Havendo o critério da viabilidade econômico-financeira da empresa para sair da crise em que se encontra, o juízo da recuperação judicial deferirá o pedido e, com isso, inicia-se os efeitos do stay period.
Efeitos ora já abortados na fundamentação citada supra (LRF, art. 6.º, §7.º-A), que explicitaremos mais detalhadamente: i) suspensão do curso da prescrição das obrigações do devedor sujeitas ao regime desta LRF; ii) suspensão das execuções ajuizadas contra o devedor, inclusive daquelas dos credores particulares do sócio solidário, relativas a créditos ou obrigações sujeitos à recuperação judicial ou à falência ; iii) proibição de qualquer forma de retenção, arresto, penhora, sequestro, busca e apreensão e constrição judicial ou extrajudicial sobre os bens do devedor, oriunda de demandas judiciais ou extrajudiciais cujos créditos ou obrigações sujeitem-se à recuperação judicial ou à falência
Evidente que, como consequência do stay period para os credores, haverá abalo do seu ativo financeiro. Entretanto, não há dúvidas que, não fosse assim, não haveria estímulo por parte destes a aprovar um plano de recuperação judicial que atenda tanto os seus interesses, mas também, o do devedor. É de presunção absoluta que os credores preferem a execução dos seus créditos com todas as suas garantias, a ter que mediar e aceitar alguma perda financeira, sem se ater aos princípios sociais e de suma importância a economia que representa a atividade econômica.

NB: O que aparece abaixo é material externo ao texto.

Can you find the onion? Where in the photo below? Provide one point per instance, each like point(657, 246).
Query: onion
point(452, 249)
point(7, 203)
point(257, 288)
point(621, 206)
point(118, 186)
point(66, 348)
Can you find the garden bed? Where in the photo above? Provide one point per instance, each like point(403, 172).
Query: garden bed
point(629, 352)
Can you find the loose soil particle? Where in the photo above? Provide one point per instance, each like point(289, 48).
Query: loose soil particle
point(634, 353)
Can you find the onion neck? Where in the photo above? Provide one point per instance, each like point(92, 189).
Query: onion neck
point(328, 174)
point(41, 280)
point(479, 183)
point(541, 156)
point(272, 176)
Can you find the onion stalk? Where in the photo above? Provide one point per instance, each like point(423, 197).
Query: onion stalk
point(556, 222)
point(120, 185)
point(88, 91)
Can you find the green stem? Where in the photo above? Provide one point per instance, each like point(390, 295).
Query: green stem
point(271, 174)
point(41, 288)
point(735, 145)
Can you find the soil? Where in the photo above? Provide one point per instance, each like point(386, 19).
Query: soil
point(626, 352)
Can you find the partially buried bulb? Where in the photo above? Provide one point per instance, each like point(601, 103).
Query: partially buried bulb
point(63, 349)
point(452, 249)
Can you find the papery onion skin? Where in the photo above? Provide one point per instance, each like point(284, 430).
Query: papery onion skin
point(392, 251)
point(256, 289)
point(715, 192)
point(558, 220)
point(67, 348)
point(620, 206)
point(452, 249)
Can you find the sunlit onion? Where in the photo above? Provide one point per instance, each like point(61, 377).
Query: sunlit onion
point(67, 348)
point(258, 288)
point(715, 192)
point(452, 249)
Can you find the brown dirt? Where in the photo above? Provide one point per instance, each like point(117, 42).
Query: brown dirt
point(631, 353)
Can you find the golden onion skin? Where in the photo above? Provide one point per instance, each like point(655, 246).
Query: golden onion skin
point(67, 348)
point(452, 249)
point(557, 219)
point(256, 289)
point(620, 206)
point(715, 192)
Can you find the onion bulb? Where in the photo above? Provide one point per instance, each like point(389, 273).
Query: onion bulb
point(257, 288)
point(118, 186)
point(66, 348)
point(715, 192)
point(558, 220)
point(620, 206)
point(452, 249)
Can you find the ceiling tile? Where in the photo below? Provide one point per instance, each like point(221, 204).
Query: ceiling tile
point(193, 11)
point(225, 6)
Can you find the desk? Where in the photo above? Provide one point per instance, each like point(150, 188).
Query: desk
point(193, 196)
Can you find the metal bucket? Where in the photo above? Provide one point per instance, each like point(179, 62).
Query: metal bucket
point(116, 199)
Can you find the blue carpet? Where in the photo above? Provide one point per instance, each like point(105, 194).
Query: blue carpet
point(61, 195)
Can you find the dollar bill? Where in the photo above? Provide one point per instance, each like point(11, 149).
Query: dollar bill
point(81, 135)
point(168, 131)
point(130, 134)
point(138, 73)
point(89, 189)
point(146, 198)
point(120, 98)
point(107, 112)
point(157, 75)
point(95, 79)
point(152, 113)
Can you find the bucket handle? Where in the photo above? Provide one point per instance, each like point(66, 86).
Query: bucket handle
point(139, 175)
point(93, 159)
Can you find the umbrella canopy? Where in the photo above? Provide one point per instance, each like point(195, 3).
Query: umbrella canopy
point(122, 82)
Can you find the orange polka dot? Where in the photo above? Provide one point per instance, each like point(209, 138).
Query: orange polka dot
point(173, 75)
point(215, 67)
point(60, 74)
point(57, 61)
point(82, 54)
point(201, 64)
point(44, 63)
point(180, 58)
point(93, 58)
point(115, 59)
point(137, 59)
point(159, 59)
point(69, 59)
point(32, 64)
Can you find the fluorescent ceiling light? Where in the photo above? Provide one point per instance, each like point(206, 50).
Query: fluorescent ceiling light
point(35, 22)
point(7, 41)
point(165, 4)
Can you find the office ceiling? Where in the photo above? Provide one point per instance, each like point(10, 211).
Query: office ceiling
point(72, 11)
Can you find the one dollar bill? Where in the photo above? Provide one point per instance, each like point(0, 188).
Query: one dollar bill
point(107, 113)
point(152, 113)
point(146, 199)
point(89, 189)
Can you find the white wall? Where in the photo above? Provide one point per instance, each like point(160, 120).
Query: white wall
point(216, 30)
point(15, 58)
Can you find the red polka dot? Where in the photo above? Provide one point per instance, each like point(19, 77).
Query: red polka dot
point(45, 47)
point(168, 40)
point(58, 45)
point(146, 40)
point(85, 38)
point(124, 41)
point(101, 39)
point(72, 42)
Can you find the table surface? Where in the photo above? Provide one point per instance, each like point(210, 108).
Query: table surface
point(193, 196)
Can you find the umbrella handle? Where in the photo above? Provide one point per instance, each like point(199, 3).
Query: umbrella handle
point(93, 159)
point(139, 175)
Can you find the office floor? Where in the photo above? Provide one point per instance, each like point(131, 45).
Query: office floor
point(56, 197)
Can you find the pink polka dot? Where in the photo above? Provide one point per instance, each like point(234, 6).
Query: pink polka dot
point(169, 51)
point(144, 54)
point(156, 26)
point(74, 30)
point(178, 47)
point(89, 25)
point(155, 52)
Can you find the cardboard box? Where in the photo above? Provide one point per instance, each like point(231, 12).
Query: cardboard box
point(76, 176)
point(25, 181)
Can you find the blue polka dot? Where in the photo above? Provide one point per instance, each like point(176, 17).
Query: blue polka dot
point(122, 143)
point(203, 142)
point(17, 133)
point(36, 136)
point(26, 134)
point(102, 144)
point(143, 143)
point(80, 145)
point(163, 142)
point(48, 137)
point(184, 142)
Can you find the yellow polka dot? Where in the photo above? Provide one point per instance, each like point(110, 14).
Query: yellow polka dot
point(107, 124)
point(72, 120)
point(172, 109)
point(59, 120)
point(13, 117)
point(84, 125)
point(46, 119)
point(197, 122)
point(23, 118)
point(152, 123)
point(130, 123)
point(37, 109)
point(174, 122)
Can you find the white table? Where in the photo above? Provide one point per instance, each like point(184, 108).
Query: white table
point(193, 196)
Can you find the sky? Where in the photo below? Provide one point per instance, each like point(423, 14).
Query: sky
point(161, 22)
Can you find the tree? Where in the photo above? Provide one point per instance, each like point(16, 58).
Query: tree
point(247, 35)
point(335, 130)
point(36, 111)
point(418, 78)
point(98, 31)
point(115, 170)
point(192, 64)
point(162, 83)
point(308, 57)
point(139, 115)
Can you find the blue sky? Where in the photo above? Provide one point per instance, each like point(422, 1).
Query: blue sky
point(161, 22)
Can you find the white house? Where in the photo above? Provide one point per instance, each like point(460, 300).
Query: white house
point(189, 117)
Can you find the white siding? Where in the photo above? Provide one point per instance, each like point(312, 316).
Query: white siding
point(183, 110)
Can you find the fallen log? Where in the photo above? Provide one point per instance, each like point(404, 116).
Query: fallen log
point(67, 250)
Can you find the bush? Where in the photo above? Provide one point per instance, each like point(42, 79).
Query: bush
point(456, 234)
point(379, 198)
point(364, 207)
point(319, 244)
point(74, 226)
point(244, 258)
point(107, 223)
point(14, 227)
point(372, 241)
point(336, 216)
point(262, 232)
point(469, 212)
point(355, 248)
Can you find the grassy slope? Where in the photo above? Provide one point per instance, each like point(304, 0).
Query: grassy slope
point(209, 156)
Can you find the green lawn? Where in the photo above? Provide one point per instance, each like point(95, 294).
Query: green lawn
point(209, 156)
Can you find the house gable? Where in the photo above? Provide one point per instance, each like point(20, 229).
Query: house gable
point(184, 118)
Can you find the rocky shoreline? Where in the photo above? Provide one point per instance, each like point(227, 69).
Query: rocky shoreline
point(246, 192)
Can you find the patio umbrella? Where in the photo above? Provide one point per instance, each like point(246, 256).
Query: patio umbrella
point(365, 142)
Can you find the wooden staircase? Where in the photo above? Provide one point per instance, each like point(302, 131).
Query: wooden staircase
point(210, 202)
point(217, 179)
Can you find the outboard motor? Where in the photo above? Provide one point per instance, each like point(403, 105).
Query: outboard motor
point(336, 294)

Por outro lado, para que benefícios do stay period surtam os seus efeitos, há obrigações a serem observadas pelo empresário devedor, que reside no comprometimento real de intermediar perante os seus credores. Condições que possam atender de forma equilibrada, os interesses dos envolvidos, para fins de aprovar o plano de recuperação judicial, em assembleia geral de credores.
Isso implica, como consequência, que no stay period, a gestão da empresa pelo empresário devedor, deve ser estratégica, focada na recuperação judicial da sua empresa. Dedução que leva a conclusão óbvia, portanto, que a empresa deve manter as suas operações em atividade, cumprindo com as suas obrigações legais, mormente, com as tratativas perante os credores, e as pertinentes perante ao administrador judicial e ao juízo da RJ.
Alcance e Limitações do Stay Period
Como referido, o alcance mais notório do período de permanência, é o definido pelo art. 6.º, incisos e §4.º da Lei 11.101/2005 anteriormente citado que, em regra, suspende todas as ações e atos que visam a constrição patrimonial da empresa devedora por um período de 180 dias, para fins de assegurar o ambiente propício de estabilidade financeira, sem a pressão de execuções judiciais e expropriação de bens, a ponto de comprometer suas operações, e claro, os princípios de interesse socioeconômico.
Por estas razões maiores, excepcionalmente, admite-se a prorrogação do prazo do stay period além dos 180 dias necessários para atender os fins da recuperação judicial, desde que, o devedor não tenha concorrido com as causas da morosidade para a aprovação do plano de recuperação judicial em assembleia geral de credores.
Outra limitação que passamos a dar notoriedade, é a do art. 6.º, §7.º-A e §11 da LRF, por excluir expressamente as execuções fiscais dos efeitos do stay period.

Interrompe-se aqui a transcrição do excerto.